Why is James's "useful = true" especially dangerous in the AI and post-truth age?
James tied truth to "what works" but conflated two senses of "useful": psychological comfort and predictive accuracy. Algorithms specialize in the former — beliefs that soothe, addict, and harden bias are "useful to you" yet need not be useful for predicting the world. Peirce and Dewey's antidote is to tighten "useful" to "publicly verifiable experimental consequences," not private satisfaction.
Dewey says "knowledge is a tool, not a mirror" — how does this echo the "capability" view of large AI models?
Closely. A large model has no "inner truth corresponding to reality"; its "knowing" is precisely instrumental — whether it cashes out on downstream tasks. This is thoroughgoing Deweyan instrumentalism: understanding is redefined as "the capacity to act effectively in a situation," not mirror-representation. But it leaves the Deweyan puzzle: does knowledge defined purely by "what works" miss some "truth" we still want?

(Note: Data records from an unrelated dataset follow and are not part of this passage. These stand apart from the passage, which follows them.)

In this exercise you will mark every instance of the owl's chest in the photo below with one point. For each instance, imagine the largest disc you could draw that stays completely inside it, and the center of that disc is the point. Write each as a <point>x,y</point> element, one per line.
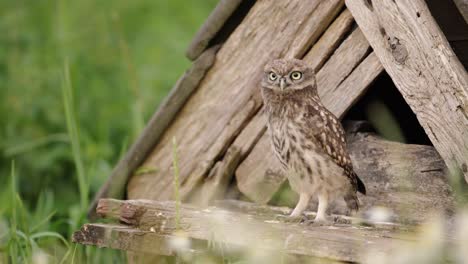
<point>288,140</point>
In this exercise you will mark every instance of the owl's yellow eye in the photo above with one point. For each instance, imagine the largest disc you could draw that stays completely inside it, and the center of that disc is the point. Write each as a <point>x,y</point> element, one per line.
<point>272,76</point>
<point>296,75</point>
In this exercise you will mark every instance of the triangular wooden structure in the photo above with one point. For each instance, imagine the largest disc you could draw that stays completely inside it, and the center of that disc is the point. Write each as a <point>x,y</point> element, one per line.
<point>215,110</point>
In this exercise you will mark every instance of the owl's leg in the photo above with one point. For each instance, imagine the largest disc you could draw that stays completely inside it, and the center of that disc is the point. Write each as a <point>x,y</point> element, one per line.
<point>296,216</point>
<point>301,205</point>
<point>322,208</point>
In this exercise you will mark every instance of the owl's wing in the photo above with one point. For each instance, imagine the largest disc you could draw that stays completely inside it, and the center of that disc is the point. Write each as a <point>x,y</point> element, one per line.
<point>330,136</point>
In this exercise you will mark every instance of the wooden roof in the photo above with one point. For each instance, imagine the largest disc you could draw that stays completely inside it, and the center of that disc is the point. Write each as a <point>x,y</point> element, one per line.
<point>215,114</point>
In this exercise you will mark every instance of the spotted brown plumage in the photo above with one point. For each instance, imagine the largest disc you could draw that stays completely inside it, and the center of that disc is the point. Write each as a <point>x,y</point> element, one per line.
<point>307,139</point>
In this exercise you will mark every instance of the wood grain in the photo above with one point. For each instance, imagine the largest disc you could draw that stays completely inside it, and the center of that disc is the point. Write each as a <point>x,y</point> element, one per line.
<point>150,227</point>
<point>259,175</point>
<point>213,24</point>
<point>418,58</point>
<point>227,98</point>
<point>114,187</point>
<point>327,44</point>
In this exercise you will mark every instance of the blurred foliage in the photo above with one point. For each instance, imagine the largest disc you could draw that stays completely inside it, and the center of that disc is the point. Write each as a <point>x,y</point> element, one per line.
<point>123,56</point>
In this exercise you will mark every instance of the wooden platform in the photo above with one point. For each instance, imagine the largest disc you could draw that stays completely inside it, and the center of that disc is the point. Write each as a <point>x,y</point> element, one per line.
<point>237,228</point>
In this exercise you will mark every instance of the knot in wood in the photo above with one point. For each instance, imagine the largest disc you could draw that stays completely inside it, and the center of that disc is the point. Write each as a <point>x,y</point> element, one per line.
<point>399,51</point>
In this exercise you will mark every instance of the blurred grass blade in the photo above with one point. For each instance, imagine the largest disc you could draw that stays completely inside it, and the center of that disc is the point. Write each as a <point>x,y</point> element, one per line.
<point>175,166</point>
<point>34,144</point>
<point>43,221</point>
<point>73,135</point>
<point>50,234</point>
<point>13,243</point>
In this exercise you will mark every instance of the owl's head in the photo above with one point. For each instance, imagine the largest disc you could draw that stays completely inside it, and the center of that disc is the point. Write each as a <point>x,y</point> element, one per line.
<point>288,75</point>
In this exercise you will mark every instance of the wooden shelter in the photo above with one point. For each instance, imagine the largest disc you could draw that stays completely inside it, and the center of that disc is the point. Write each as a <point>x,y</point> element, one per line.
<point>214,112</point>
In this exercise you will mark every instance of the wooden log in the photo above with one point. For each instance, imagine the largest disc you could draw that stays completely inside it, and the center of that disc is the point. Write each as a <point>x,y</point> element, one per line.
<point>411,181</point>
<point>114,187</point>
<point>418,58</point>
<point>228,96</point>
<point>462,6</point>
<point>319,53</point>
<point>213,24</point>
<point>236,231</point>
<point>259,175</point>
<point>327,44</point>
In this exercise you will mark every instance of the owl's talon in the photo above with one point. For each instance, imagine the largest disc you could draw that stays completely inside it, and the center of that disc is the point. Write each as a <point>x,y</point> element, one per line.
<point>292,219</point>
<point>340,220</point>
<point>319,222</point>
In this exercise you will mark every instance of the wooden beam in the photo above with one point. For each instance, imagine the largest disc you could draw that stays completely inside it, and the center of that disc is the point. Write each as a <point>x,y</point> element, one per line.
<point>331,39</point>
<point>462,6</point>
<point>228,97</point>
<point>417,56</point>
<point>114,187</point>
<point>153,228</point>
<point>349,71</point>
<point>410,180</point>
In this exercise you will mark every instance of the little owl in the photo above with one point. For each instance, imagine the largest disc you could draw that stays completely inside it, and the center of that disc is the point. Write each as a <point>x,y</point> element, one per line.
<point>307,139</point>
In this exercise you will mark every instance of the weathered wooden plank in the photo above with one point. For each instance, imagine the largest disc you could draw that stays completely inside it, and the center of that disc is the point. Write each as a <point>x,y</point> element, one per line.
<point>213,24</point>
<point>130,239</point>
<point>228,96</point>
<point>259,175</point>
<point>418,58</point>
<point>236,231</point>
<point>411,181</point>
<point>330,40</point>
<point>114,187</point>
<point>254,130</point>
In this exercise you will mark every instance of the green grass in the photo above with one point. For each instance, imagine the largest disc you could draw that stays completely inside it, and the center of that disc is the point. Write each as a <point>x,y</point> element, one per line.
<point>78,80</point>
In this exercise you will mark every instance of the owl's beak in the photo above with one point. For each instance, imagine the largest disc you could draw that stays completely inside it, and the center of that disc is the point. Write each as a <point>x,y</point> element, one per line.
<point>282,84</point>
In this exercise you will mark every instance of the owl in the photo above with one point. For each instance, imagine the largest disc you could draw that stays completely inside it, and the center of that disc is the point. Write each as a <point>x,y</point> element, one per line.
<point>307,139</point>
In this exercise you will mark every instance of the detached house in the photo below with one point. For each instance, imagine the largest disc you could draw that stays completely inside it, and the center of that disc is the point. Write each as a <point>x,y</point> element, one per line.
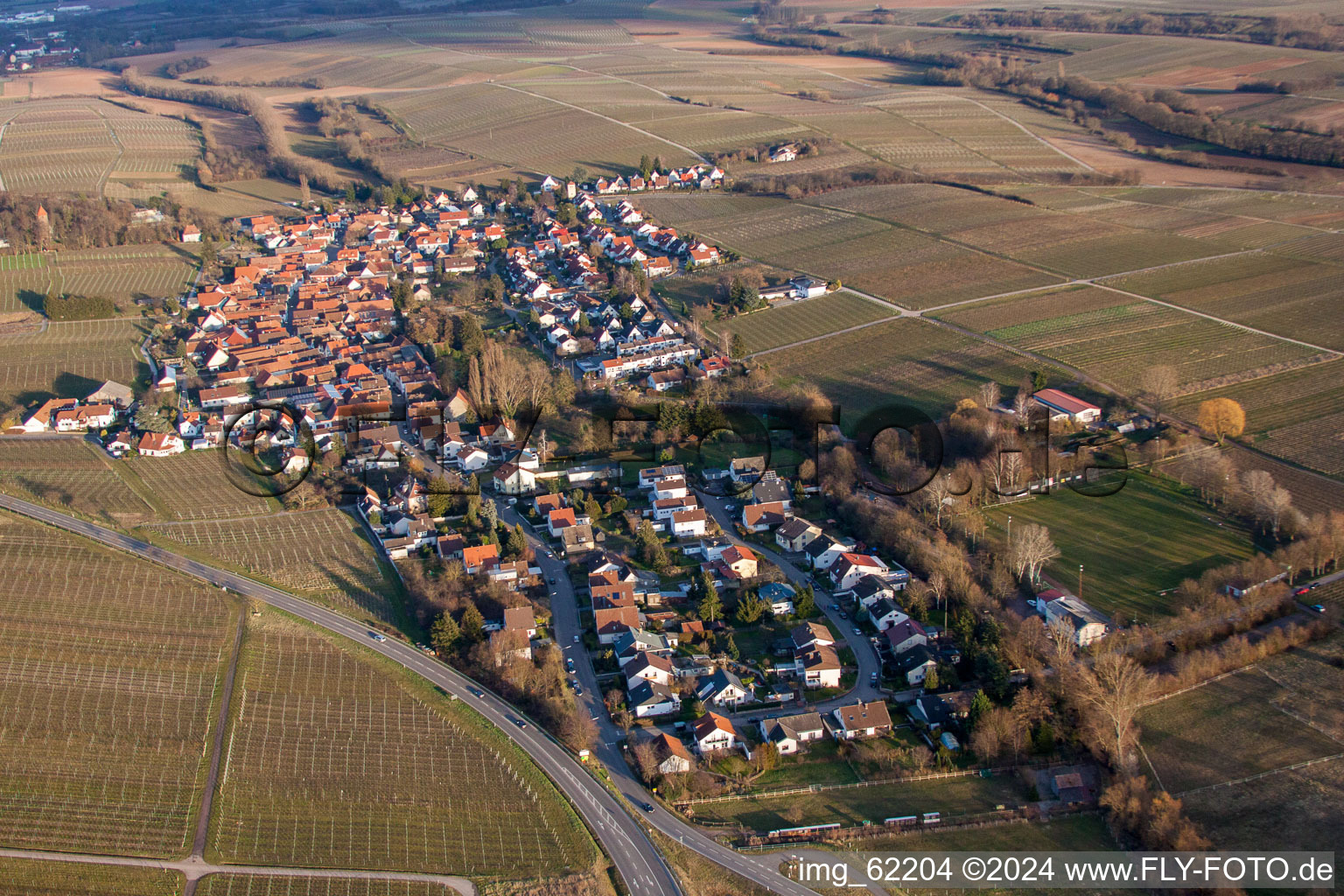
<point>863,720</point>
<point>714,734</point>
<point>724,690</point>
<point>671,754</point>
<point>796,534</point>
<point>851,567</point>
<point>792,734</point>
<point>649,699</point>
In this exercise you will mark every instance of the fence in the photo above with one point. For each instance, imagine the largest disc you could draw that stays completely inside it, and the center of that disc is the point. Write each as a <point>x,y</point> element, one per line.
<point>875,782</point>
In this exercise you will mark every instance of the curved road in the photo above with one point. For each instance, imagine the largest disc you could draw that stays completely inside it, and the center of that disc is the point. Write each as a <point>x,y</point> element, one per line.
<point>621,833</point>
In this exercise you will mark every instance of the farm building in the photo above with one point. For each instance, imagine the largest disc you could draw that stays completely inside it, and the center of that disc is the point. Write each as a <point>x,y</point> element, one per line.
<point>1065,407</point>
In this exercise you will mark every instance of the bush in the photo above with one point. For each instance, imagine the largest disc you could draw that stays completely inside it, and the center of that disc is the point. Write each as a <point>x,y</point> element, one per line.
<point>77,308</point>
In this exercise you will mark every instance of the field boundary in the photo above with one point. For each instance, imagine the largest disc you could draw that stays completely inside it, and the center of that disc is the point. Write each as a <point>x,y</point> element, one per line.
<point>1263,774</point>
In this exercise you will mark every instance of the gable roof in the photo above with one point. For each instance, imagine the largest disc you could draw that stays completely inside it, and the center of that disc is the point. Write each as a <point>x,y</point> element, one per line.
<point>863,715</point>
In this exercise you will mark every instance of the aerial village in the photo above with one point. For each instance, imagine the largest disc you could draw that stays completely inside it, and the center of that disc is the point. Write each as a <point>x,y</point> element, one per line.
<point>820,645</point>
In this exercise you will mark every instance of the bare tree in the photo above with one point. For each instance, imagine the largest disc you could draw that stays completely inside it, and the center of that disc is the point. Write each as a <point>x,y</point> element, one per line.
<point>1269,501</point>
<point>1030,550</point>
<point>1112,696</point>
<point>938,497</point>
<point>1022,404</point>
<point>990,396</point>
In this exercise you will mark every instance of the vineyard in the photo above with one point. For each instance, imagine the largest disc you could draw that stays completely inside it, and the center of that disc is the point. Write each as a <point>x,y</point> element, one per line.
<point>905,360</point>
<point>277,886</point>
<point>907,268</point>
<point>191,486</point>
<point>69,474</point>
<point>29,878</point>
<point>108,675</point>
<point>1116,343</point>
<point>1285,296</point>
<point>321,554</point>
<point>515,128</point>
<point>73,145</point>
<point>122,273</point>
<point>339,760</point>
<point>796,321</point>
<point>70,359</point>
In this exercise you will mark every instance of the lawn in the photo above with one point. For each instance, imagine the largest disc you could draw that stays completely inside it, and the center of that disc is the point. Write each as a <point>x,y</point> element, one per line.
<point>338,758</point>
<point>855,805</point>
<point>1226,730</point>
<point>1146,537</point>
<point>796,321</point>
<point>109,675</point>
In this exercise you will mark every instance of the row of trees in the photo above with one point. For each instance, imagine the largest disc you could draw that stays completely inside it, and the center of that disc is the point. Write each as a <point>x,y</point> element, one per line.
<point>280,155</point>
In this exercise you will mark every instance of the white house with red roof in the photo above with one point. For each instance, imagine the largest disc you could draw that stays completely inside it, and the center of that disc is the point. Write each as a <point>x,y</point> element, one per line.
<point>851,567</point>
<point>1065,407</point>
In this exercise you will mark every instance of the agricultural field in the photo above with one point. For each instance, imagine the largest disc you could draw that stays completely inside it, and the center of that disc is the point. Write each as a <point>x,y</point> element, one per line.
<point>516,128</point>
<point>1135,544</point>
<point>794,321</point>
<point>109,673</point>
<point>29,878</point>
<point>122,273</point>
<point>900,265</point>
<point>277,886</point>
<point>321,554</point>
<point>84,145</point>
<point>851,806</point>
<point>1306,430</point>
<point>70,359</point>
<point>344,760</point>
<point>903,360</point>
<point>70,474</point>
<point>193,485</point>
<point>1073,833</point>
<point>1285,296</point>
<point>1226,730</point>
<point>1116,339</point>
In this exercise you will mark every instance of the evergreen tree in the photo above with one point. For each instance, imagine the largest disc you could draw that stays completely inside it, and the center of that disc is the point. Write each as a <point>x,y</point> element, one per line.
<point>980,705</point>
<point>711,606</point>
<point>472,624</point>
<point>750,609</point>
<point>805,602</point>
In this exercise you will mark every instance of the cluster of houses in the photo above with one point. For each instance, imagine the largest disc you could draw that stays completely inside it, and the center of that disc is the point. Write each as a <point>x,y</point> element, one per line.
<point>715,734</point>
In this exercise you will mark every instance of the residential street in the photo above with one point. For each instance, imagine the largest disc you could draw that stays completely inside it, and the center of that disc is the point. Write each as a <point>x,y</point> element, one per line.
<point>621,833</point>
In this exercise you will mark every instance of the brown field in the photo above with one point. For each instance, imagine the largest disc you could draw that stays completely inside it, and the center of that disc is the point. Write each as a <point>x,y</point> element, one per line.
<point>109,675</point>
<point>338,760</point>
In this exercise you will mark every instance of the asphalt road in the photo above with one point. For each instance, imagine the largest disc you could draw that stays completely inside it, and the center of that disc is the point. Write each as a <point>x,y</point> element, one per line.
<point>637,860</point>
<point>865,655</point>
<point>564,620</point>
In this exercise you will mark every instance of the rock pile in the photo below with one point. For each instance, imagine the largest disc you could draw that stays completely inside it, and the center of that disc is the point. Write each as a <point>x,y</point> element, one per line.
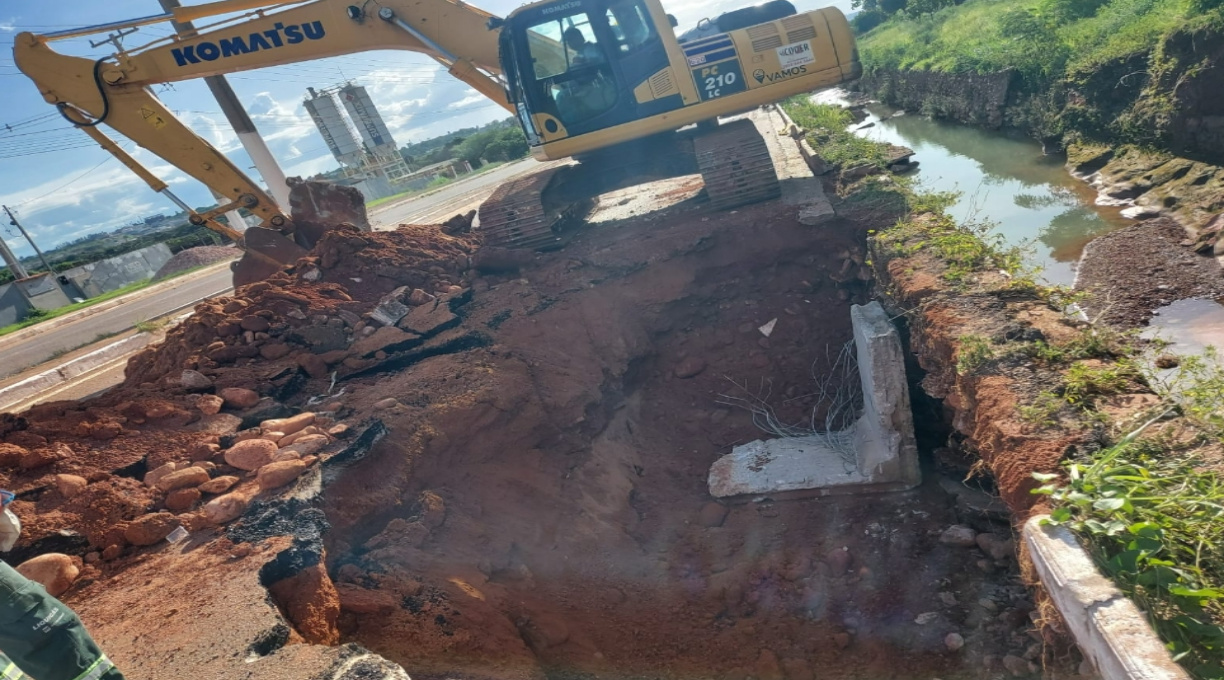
<point>355,295</point>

If "the unity of knowing and acting" holds, can AI "know"?
A lovely challenge. By Wang, knowing not realized in action is not true knowing; and AI can output vast statements it "can't act out" — it "knows" the definition of filial piety yet cannot perform it, the emptiest kind of purely symbolic "knowing." But agentic AI has begun to "act" — and as knowing and acting start to unite in it too, Wang's standard may become a yardstick for whether a machine "truly understands."